Over the years, our internet speeds (depending on where you live) have got quicker and quicker. In the early noughties, simply downloading a 200kb JPEG could take longer than cooking dinner, whereas now it comes in the blink of an eye – and it’s only going to get better. People around the world can stream HD films without much worry and we’re all thankful for the technology. However, there’s one group who has suffered more and more because of fast internet: people with porn addiction.
Harley Street psychotherapist Rob Watt has seen a 100 percent increase in referrals to his Innisfree Therapy clinic over the past six years. Patients range from teenage years to the elderly and even involve couples as well.
He told the Evening Standard: “Sex addicts presenting today are unrecognisable to clients presenting 10 years ago.
“We are increasingly seeing more people presenting with a compulsive behaviour on pornography and, in the younger generation, this is becoming more pronounced. With porn, you can find bigger, better, faster, harder consistently.
“Dopamine is the neurochemical of desire and you might as well be on coke, having one line and not putting it down until the bag’s finished. There’s a tolerance level that develops – in other words, what did it for you yesterday doesn’t do it today, and there’s some pretty dark stuff going on out there.”
Over the years, several big-name celebrities have revealed their addiction to pornography such as Terry Crews.
Crews told Us Weekly: “For years, years, years, my dirty little secret was that I was addicted to pornography. It really, really messed up my life in a lot of ways.
“I had the biggest sense of entitlement ever. I felt the world owed me something. I felt like my wife owed me sex.
“If day turns into night and you are still watching, you probably got a problem. I literally had to go to rehab for it.
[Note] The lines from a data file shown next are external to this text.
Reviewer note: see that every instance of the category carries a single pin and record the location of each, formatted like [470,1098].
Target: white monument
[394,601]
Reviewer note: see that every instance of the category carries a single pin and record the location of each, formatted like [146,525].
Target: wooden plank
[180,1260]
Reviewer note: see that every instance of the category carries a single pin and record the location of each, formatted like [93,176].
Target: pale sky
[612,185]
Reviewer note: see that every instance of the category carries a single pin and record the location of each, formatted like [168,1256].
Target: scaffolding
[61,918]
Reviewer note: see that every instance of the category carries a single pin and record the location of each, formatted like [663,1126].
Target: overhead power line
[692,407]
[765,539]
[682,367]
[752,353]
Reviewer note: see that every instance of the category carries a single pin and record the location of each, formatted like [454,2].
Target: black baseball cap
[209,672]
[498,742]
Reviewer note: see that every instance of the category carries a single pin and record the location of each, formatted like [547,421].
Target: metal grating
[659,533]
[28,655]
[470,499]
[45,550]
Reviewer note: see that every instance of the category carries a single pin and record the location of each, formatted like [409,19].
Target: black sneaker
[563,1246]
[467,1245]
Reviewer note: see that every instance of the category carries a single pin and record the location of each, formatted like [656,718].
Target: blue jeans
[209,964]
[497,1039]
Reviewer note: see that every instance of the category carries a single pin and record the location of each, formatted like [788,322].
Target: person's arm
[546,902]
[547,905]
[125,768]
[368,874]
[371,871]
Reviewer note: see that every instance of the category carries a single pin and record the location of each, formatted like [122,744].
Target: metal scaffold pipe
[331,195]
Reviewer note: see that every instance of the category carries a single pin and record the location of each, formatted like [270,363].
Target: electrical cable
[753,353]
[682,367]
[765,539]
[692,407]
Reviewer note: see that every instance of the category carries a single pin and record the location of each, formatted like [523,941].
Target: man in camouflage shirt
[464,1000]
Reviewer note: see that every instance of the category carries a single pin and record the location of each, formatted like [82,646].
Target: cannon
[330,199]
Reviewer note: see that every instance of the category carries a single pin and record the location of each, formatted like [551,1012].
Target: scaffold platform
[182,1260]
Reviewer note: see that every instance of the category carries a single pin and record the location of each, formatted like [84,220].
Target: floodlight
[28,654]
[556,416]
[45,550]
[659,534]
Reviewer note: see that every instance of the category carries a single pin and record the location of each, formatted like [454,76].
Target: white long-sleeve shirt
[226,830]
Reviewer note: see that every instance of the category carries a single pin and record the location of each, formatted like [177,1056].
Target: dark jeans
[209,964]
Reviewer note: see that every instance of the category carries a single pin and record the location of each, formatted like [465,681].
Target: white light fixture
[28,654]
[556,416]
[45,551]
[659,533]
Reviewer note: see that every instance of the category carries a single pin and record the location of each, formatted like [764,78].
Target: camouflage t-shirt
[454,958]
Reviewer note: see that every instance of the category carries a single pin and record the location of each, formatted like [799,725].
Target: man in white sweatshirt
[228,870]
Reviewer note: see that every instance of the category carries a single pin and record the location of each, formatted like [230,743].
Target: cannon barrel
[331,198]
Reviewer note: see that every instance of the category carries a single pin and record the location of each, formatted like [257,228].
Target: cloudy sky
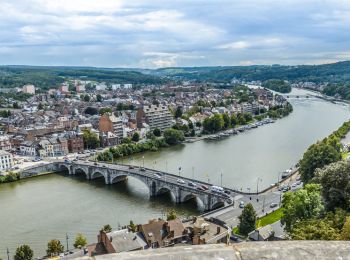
[161,33]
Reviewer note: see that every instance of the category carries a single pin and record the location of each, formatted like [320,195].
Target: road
[261,203]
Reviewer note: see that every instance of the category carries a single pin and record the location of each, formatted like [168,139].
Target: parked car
[273,205]
[181,181]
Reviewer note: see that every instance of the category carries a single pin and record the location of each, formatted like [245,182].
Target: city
[151,131]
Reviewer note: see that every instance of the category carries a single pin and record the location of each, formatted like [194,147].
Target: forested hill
[49,77]
[335,72]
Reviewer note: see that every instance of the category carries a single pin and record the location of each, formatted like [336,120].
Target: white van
[216,189]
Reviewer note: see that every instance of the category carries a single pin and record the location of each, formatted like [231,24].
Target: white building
[6,161]
[29,89]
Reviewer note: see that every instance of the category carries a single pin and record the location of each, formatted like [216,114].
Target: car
[157,175]
[204,187]
[192,184]
[180,181]
[273,205]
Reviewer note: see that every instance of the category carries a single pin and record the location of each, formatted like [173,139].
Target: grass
[270,218]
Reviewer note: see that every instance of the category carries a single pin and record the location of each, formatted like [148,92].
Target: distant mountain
[335,72]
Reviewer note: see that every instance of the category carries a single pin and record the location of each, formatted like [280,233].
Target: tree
[80,241]
[54,247]
[91,111]
[135,137]
[313,229]
[132,226]
[171,215]
[86,98]
[178,112]
[107,228]
[345,233]
[173,136]
[91,140]
[157,132]
[301,205]
[335,182]
[24,252]
[247,220]
[317,156]
[227,120]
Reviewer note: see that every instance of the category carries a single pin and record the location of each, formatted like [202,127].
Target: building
[80,88]
[111,123]
[28,89]
[156,116]
[6,160]
[161,233]
[5,143]
[121,241]
[75,143]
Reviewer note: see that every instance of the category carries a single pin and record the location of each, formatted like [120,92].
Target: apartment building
[156,116]
[110,123]
[6,160]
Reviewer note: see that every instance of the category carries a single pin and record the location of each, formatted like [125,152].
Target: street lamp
[257,185]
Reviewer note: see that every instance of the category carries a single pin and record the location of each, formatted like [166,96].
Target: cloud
[173,33]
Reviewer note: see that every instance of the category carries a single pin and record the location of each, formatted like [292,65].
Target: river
[33,211]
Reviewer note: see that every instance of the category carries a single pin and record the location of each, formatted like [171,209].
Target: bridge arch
[64,168]
[79,170]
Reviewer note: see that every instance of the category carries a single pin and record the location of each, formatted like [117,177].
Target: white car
[181,181]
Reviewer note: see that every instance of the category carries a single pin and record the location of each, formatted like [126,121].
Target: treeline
[51,77]
[342,89]
[320,211]
[277,85]
[171,137]
[335,72]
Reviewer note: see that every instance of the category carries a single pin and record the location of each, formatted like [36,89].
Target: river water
[33,211]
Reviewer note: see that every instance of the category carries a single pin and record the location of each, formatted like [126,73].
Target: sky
[164,33]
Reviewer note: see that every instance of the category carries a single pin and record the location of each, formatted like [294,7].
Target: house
[262,234]
[121,241]
[6,160]
[161,233]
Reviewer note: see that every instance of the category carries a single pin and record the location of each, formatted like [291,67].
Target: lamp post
[257,185]
[67,241]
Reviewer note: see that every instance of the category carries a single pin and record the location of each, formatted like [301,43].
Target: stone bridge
[156,181]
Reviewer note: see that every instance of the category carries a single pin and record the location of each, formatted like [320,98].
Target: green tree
[135,137]
[301,205]
[91,140]
[24,252]
[54,247]
[227,120]
[313,229]
[80,241]
[132,226]
[171,215]
[107,228]
[335,181]
[178,112]
[317,156]
[247,219]
[345,233]
[86,98]
[157,132]
[173,136]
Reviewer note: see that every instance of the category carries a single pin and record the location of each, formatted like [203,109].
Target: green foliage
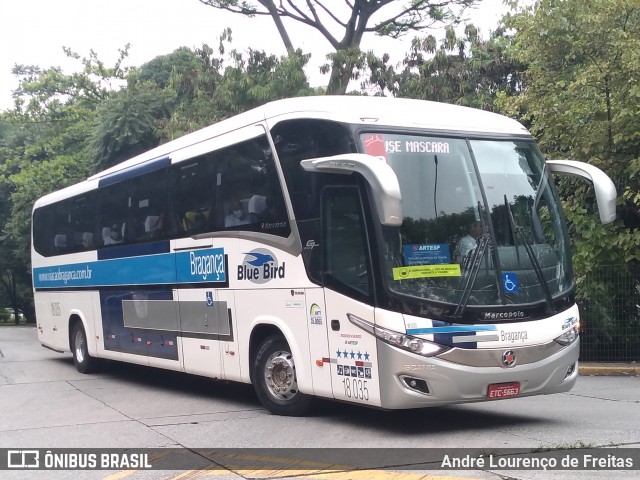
[465,70]
[128,121]
[580,101]
[208,90]
[351,22]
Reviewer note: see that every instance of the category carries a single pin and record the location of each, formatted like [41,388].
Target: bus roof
[353,109]
[382,111]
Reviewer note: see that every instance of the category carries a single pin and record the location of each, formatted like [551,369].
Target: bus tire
[275,381]
[84,362]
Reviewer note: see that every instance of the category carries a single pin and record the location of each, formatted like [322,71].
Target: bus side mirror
[379,175]
[605,189]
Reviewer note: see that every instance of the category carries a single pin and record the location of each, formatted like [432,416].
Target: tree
[463,69]
[581,101]
[213,86]
[357,18]
[44,144]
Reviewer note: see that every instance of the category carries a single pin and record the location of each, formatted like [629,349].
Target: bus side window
[344,240]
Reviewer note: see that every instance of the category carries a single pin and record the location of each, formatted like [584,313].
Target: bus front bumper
[412,381]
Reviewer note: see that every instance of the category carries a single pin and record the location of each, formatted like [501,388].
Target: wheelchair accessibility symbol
[510,282]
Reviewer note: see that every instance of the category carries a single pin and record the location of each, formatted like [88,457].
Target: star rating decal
[352,355]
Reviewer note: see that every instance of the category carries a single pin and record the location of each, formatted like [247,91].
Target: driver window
[346,258]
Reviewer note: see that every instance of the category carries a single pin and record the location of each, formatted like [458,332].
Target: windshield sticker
[427,271]
[510,282]
[426,254]
[374,145]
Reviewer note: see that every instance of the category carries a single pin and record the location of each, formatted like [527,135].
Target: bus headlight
[400,340]
[570,336]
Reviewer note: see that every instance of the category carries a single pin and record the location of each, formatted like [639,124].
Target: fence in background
[609,301]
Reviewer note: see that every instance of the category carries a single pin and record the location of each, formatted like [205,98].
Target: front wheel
[84,362]
[274,379]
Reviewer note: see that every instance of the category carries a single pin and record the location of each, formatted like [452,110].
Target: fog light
[570,370]
[417,384]
[416,345]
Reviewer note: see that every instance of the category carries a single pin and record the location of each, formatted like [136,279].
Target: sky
[33,32]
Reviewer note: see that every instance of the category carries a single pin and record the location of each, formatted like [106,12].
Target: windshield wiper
[472,267]
[516,231]
[471,272]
I didn’t get help to get my wife back. I got help because I needed it.”
It’s certainly not helping that you can also now experience porn in virtual reality.
It’s been a bumpy ride for porn addiction to be considered as an actual addiction.
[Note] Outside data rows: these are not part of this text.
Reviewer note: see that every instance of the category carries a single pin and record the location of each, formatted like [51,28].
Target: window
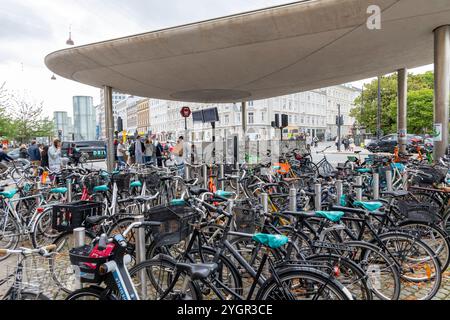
[251,118]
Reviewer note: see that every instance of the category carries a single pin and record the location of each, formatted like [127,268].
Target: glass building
[84,118]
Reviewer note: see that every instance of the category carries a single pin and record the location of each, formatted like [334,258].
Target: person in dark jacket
[44,157]
[35,156]
[23,152]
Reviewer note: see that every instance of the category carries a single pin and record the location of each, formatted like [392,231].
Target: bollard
[376,186]
[79,238]
[293,199]
[389,180]
[222,176]
[339,191]
[264,199]
[358,182]
[318,197]
[237,179]
[205,176]
[69,190]
[186,172]
[140,255]
[405,181]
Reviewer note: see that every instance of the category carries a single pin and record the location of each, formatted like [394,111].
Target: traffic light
[119,124]
[277,120]
[341,122]
[284,121]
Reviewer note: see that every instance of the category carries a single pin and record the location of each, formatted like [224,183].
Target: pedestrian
[149,151]
[23,152]
[54,156]
[4,158]
[44,157]
[139,150]
[178,152]
[316,141]
[35,156]
[308,142]
[121,153]
[158,153]
[352,144]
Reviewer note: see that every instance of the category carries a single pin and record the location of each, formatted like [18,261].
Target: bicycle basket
[87,268]
[69,216]
[419,212]
[122,181]
[176,223]
[245,217]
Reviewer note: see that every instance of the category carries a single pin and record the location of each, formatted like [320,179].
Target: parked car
[389,142]
[95,150]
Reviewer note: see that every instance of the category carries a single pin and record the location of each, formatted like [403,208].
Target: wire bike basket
[69,216]
[176,223]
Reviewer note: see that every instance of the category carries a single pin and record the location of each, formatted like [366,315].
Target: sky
[29,30]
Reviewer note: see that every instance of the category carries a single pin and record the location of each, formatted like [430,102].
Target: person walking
[139,150]
[158,153]
[44,157]
[121,153]
[149,151]
[23,152]
[54,156]
[35,156]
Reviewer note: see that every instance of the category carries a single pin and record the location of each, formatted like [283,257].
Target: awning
[265,53]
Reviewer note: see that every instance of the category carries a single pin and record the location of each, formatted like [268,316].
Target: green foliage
[420,104]
[24,122]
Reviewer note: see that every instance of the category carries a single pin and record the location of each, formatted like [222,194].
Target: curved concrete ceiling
[260,54]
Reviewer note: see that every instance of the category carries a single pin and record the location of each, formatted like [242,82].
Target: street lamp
[69,41]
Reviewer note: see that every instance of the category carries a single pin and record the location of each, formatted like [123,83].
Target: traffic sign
[186,112]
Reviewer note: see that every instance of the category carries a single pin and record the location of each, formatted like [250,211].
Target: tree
[27,120]
[419,100]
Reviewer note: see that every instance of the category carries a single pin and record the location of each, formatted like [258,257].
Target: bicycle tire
[303,275]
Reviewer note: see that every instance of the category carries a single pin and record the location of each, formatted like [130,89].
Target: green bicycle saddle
[334,216]
[224,194]
[177,202]
[273,241]
[61,190]
[9,194]
[136,184]
[370,206]
[102,188]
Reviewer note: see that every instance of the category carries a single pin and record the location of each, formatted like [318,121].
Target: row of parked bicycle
[289,230]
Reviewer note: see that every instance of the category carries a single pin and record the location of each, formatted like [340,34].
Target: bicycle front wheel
[303,284]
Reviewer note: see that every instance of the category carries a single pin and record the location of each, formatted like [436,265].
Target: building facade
[84,118]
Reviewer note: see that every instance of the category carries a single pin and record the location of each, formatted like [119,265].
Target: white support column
[441,88]
[402,84]
[109,123]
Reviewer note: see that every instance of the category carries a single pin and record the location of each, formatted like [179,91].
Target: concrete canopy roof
[260,54]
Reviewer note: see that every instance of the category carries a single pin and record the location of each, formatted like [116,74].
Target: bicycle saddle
[197,271]
[95,220]
[395,194]
[198,191]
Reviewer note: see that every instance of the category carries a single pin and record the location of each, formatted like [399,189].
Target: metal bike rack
[69,190]
[339,191]
[389,180]
[376,186]
[79,238]
[186,172]
[293,199]
[318,196]
[222,176]
[205,175]
[264,198]
[140,255]
[358,182]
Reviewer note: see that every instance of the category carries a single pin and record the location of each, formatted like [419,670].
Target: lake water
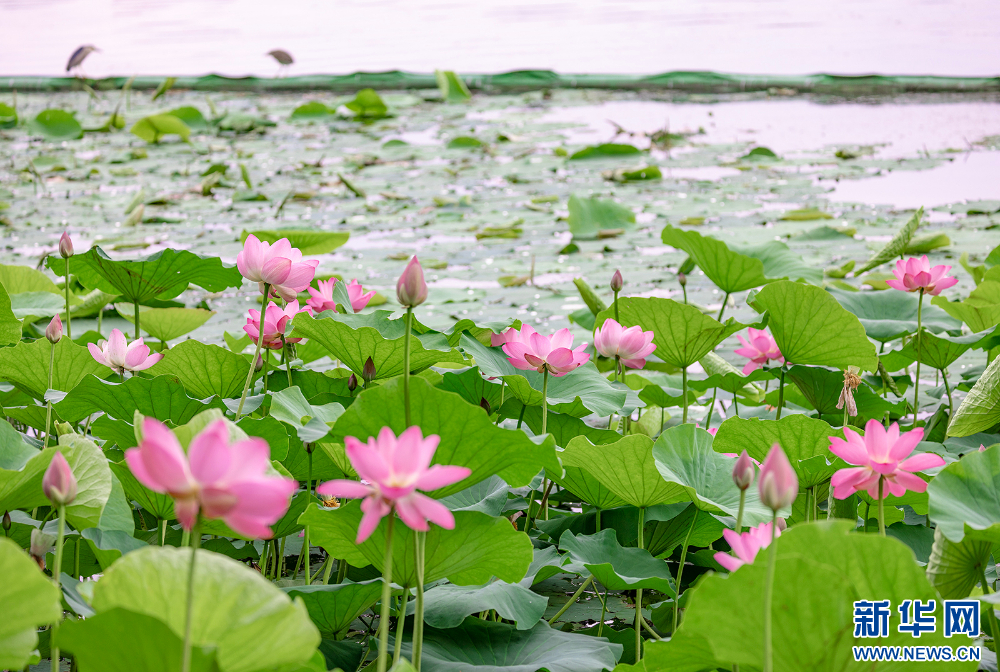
[189,37]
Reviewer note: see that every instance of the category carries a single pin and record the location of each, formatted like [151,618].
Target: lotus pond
[572,380]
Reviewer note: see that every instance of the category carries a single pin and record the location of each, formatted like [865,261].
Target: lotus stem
[48,402]
[57,579]
[256,354]
[572,600]
[383,626]
[69,323]
[768,595]
[916,378]
[680,570]
[195,543]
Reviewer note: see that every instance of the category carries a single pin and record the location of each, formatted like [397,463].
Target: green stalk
[723,309]
[638,594]
[195,543]
[881,506]
[383,626]
[739,514]
[69,322]
[768,595]
[48,404]
[418,602]
[916,379]
[684,393]
[680,569]
[545,400]
[781,394]
[256,354]
[406,367]
[572,600]
[56,578]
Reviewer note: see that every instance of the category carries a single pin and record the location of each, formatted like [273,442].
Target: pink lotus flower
[215,478]
[778,486]
[882,453]
[275,322]
[530,351]
[411,290]
[915,274]
[322,299]
[119,355]
[59,483]
[633,345]
[392,470]
[745,546]
[279,265]
[759,349]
Two years ago the American Association of Sexuality Educators, Counselors and Therapists said it ‘does not find sufficient empirical evidence to support the classification of sex addiction or porn addiction as a mental health disorder, and does not find the sexual addiction training and treatment methods and educational pedagogies to be adequately informed by accurate human sexuality knowledge’.
It’s also not included as a condition in the Diagnostic and Statistical Manual of Mental Disorders.
This however flies in the face of the evidence showing that when some people watch porn produces the same type of response as having a line of cocaine. If you can have a cocaine addiction, why can’t you have a porn addiction?
While it might not be acknowledged in the official manuals, it hasn’t stopped professionals from offering treatment.
Cognitive-behavioural therapy has been suggested as well as acceptance and commitment therapy. Other helpful steps to help addicts is putting on filters to prevent them from searching for sexual content on the internet.